Entrepreneurs seem to play a role in progress too, but the key issue is still good government — they need to be able to "start a business without paying a bribe" and "reckless risk-taking" should not be rewarded. And Obama equates good government with democratic government.
Obama goes so far as to claim that "the common thread of progress is the principle that government is accountable to its citizens." Curiously, Obama cites the examples of Korea and India. Korea paints a clear picture contrasting the open and successful South and the closed and failing North.
The problem with this example is that South Korea had a military dictatorship during the early years of its recovery from the Korean War. India has a longer history with democracy than South Korea, but a weaker economic record. Obama also stresses that India escaped British colonialism. The postcolonial democratic government of India has a well-established record of smothering entrepreneurship. South Korea outperformed India and North Korea because its government rejected socialism, not because it came to be a democracy.
The record of British colonialism in postwar Hong Kong is quite different.

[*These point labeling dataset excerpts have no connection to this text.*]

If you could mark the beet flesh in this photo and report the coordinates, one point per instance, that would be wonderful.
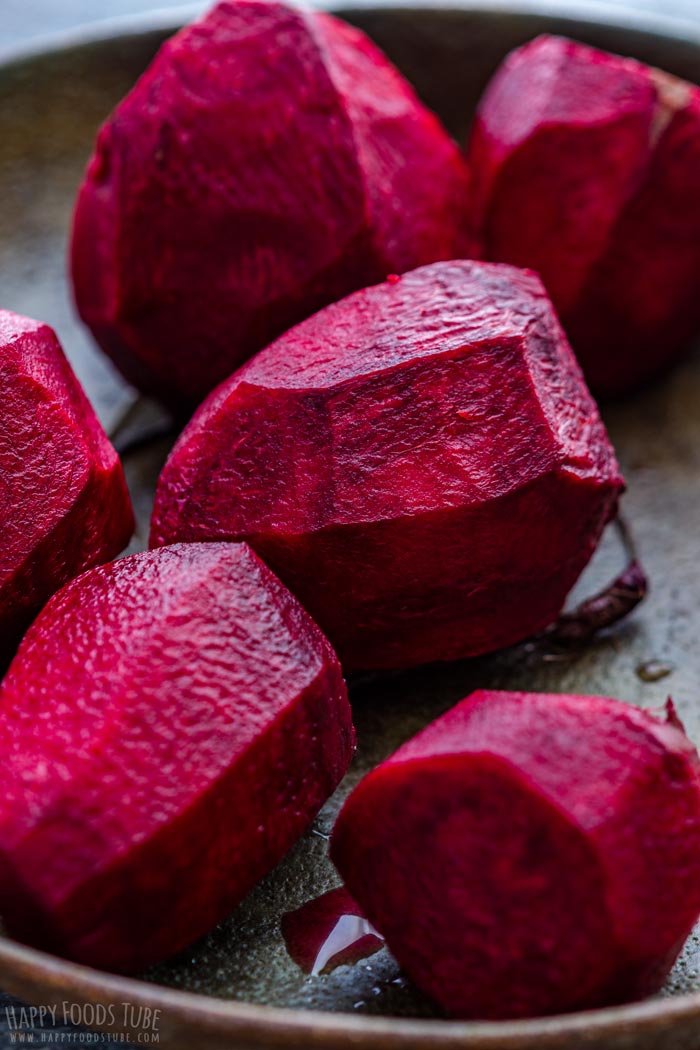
(528, 854)
(421, 463)
(64, 504)
(587, 169)
(269, 162)
(170, 726)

The British colonial authorities stood by and watched while entrepreneurs made Hong Kong prosperous. The West German economy also developed rapidly while under the control of foreign occupiers. After West Germany became democratic, its citizens voted for politicians who expanded government regulation and social programs, and its economic performance deteriorated. If Obama wanted to cite an example of postcolonial self-determined success, he should have mentioned the United States. However, even in this case we are talking about a constitutional republic that did not extend the franchise to most adults until 1920.

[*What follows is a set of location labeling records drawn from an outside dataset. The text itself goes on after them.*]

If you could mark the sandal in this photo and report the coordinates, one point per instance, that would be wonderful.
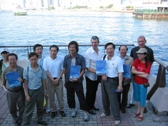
(136, 114)
(140, 118)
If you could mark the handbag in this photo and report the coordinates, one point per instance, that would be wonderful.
(146, 85)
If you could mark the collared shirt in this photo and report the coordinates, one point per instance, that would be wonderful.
(40, 60)
(91, 57)
(19, 69)
(34, 77)
(53, 66)
(127, 60)
(114, 66)
(80, 60)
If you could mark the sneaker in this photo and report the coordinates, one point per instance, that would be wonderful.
(73, 113)
(43, 123)
(86, 117)
(103, 115)
(117, 122)
(62, 113)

This is not the first time that Obama has asserted that progress derives from good government. In a 2006 speech Obama claimed that Kenya's failure is its inability "to create a government that is transparent and accountable. One that serves its people and is free from corruption." Of course, one can easily find bad examples of colonial and autocratic government. But the point here is that the historical record of both democratic and nondemocratic government is mixed. Historically speaking, most countries have lacked freedom and prosperity, and movements toward self-rule and democracies have not always been economically successful.

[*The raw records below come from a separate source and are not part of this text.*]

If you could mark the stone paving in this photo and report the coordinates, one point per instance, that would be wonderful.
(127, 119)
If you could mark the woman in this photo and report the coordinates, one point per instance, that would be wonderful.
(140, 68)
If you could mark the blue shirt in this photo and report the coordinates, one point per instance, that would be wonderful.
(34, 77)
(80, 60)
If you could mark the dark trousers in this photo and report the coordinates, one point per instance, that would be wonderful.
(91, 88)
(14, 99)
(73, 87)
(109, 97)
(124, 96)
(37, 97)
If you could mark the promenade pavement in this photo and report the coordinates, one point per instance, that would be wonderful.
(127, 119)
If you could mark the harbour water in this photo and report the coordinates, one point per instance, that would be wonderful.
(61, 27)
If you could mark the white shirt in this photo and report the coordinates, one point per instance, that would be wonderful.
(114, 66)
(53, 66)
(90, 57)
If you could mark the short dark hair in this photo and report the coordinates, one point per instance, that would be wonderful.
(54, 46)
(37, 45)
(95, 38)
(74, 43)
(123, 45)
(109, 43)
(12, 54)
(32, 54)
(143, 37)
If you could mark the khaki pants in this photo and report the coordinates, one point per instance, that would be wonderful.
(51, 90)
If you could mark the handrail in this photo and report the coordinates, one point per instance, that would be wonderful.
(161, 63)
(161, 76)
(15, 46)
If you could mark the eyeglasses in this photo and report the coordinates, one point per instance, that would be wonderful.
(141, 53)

The real common thread to progress is free enterprise. Progress and prosperity have followed movement toward freer markets and trade, less governmental regulation, lower public spending and taxes, and more secure property rights. When there has been greater reliance on regulation through market competition and when each person has been permitted self-determination in terms of spending privately earned income, progress and prosperity have followed.
This is not simply the matter of a few anecdotes. Economic-freedom indexes reveal the correlation between free enterprise and economic progress. Furthermore, economic theory explains why we should expect freedom to deliver progress. As Joseph Schumpeter put it, capitalism allows for entrepreneurial creative destruction, for new innovative products and practices that destroy older and inferior alternatives. More generally, capitalism is a system where humans are able to perceive and act upon opportunities to better their condition.
Obama might have a point in equating progress with good government if he defined good government as limited government, rather than as accountable and democratic government. However, it is all too obvious that Obama does not favor limited government and free markets. Obama also seems to suffer from the misconception that democratic competition is efficient.
"We will support a free and open Internet," he states, "so individuals have the information to make up their own minds." The fact of the matter is that voters have little incentive to be informed about politics. One vote never changes the outcome of a national election. Even if one person could vote to make public policy more efficient, the benefits of this change would be divided among all citizens. The Internet will not change the basic voter incentives in democracy.
Obama is equally naive about special interests. He has also insisted that campaign finance reform is necessary to make American democracy work for "the people." Common sense dictates that there are higher costs to organizing larger groups. Narrow and geographically concentrated special interests have a huge cost advantage in organizing to lobby any government. Restrictions on campaign spending do limit the ability to fund speech, and special interests will always find loopholes in campaign-finance-reform laws.
The fact of the matter is that politicians are not systematically smarter than special-interest-group members; they will not systematically outmaneuver those who want to organize to influence the use of governmental power. Furthermore, politicians want special-interest money. Obama is not only unaware of the issue of the relative costs of organizing special and general interests, he also expects wolves to guard the henhouse.
Some democratic nations have been prosperous and relatively free. However, democracy is obviously not a panacea. The results of governmental regulation of the financial sector and the housing market over the past decade are simply the latest examples of government failure.
History proves that the free-enterprise system has worked in the past. Theory indicates that this system will continue to work in the future — provided that we reject Obama's false conception of how to achieve progress.